When the management plan was issued in December 2002 the area was 297.83 ha, other than areas that had not been expropriated.

The original vegetation had been cleared and replaced in the 1950s with pine and eucalyptus, invasive species.
The IAP prepared a plan to eliminate the invasive species and restore the original meadows, funding the project from sale of the lumber.
About 640 truck loads of logs were bought by a timber company in 2010, but the money was not reinvested in the park.
Exotic trees reemerged. The existing infrastructure had been demolished, but work on the new structures was abandoned due to a moratorium by the state government.
The park became a hang-out for drug users.

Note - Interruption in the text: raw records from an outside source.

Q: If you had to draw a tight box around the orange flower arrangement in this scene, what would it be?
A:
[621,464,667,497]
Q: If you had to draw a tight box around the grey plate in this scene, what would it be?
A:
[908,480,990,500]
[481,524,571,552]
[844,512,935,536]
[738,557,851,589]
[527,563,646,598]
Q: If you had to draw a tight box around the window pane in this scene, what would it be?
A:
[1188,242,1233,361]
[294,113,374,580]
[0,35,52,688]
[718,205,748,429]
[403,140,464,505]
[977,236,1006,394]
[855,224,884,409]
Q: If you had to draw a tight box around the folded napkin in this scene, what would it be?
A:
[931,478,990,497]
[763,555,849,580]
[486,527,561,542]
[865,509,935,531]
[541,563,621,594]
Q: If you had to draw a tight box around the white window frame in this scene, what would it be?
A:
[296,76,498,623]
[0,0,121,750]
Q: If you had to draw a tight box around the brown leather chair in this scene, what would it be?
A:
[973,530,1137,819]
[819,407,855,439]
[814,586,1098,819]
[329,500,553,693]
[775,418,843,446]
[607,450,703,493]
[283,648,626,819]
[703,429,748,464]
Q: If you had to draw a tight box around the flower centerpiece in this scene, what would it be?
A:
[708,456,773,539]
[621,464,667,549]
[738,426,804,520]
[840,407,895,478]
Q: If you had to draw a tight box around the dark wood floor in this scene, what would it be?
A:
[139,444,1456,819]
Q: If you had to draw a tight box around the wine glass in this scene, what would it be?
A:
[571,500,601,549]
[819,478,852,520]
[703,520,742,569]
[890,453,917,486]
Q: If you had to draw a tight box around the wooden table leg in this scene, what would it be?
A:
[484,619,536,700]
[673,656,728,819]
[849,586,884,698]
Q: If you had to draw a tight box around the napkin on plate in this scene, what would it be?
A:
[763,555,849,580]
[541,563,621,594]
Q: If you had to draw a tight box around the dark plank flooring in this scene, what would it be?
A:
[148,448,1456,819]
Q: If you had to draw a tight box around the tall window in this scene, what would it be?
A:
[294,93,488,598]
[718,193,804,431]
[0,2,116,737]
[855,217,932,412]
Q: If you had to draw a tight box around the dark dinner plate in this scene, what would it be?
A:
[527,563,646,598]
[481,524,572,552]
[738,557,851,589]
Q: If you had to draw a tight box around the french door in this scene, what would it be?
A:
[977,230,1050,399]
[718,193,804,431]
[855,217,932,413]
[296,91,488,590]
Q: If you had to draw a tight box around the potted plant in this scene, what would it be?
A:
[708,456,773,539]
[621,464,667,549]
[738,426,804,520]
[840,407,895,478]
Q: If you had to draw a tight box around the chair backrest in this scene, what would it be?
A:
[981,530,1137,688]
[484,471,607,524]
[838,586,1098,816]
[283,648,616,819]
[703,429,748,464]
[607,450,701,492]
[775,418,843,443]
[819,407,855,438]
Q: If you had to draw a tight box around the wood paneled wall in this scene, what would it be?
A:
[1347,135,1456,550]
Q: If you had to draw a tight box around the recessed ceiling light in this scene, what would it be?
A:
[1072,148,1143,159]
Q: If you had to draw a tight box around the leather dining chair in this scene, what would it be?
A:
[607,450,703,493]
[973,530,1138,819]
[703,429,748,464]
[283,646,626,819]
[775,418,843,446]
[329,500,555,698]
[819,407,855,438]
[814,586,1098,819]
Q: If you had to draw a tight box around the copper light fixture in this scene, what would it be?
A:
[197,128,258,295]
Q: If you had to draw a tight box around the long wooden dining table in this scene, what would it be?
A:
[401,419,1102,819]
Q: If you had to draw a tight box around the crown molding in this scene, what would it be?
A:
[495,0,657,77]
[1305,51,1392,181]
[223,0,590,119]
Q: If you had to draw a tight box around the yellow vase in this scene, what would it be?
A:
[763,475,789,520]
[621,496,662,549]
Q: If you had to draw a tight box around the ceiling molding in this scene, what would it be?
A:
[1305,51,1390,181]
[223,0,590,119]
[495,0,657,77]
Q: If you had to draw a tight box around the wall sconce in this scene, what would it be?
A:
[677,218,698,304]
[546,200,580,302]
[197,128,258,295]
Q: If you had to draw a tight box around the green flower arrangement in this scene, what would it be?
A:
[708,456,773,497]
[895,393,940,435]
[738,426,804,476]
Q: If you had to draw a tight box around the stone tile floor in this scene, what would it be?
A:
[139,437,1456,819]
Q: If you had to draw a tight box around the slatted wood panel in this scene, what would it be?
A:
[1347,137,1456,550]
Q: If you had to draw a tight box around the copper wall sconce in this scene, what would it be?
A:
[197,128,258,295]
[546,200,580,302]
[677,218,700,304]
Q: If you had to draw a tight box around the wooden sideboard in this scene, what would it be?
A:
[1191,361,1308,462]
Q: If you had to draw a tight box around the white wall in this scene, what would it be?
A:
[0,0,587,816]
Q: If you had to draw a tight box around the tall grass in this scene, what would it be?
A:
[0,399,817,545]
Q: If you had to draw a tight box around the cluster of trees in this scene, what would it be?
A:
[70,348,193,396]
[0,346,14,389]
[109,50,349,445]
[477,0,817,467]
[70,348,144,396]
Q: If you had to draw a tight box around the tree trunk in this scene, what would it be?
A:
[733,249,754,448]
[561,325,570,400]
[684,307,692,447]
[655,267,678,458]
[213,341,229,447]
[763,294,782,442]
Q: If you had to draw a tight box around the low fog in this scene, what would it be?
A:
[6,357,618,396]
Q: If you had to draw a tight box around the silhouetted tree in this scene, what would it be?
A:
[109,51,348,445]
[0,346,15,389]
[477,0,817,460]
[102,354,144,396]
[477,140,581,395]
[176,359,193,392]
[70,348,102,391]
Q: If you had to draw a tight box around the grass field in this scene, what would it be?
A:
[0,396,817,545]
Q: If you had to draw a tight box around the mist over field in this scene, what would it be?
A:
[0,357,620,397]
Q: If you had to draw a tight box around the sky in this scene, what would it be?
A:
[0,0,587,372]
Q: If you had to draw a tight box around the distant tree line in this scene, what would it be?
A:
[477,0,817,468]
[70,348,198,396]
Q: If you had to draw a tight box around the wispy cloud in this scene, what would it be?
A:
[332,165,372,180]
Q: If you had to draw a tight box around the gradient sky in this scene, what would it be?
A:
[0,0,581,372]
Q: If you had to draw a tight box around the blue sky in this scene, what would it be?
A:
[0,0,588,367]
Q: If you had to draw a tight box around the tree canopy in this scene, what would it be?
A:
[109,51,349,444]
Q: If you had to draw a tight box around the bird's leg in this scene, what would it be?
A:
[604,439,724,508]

A new company was hired in 2013, and work resumed early in 2014.
In February 2014 it was reported that the park would reopen in a few months with limited access after a process of structural modernization.
The park would now promote tourism and trade in regional handicrafts.
The sidewalks would be improved, as well as the parking area, oratory, lookout point and other facilities.

==Monks==

Three "monks" named João Maria played a significant role in Lapa and other parts of Paraná and Santa Catarina.
The first, João Maria d'Agostini, was an Italian immigrant who preached in the Matriz da Lapa in 1845.
He travelled through the region giving guidance and prescribing medicinal herbs.
After he left his devotees expected him to reappear.
The "monk's cave" in the park is thought to have been his home.
The second monk, Anastás Marcaf, arrived in Lapa in 1894 with the troops of Gumercindo Saraiva during the Federalist Revolution.
A peaceful man, he had great influence with the country people.

The third monk was Miguel Lucena de Boaventura, who appeared during the dispute between the governments of Paraná and Santa Catarina over the Contestado territory.
He appealed to the people who had been dispossessed or wronged by the government of the time, arming them and giving them military instruction.
He called himself José Maria de Agostinho, brother of the first monk, and attracted growing numbers of followers.
They were attacked in 1912 by Colonel João Gualberto.
The colonel and the monk both died in combat, but the struggle continued until final defeat of the Contestado revolt after thousands had died.

==Activities==

The park is visited for research, surveillance and religious tourism.
There is a restaurant and bar in the park, and other vendors at the entrance.
The park has volleyball courts, grills, snack bar, restaurant and sanitary facilities.

The main attraction is the monk's cave, a place of religious pilgrimage for thousands of faithful.
The monk João Maria D’Agostini lived in the cave for some time, studying the plants of the region, praying, tending the sick and prophesying.
The grotto is reached by a long stone staircase that lead down to a source of pure water.
From here a trail leads to the "Pedra Partida", a large hall formed by a cleft in the rock formed through erosion.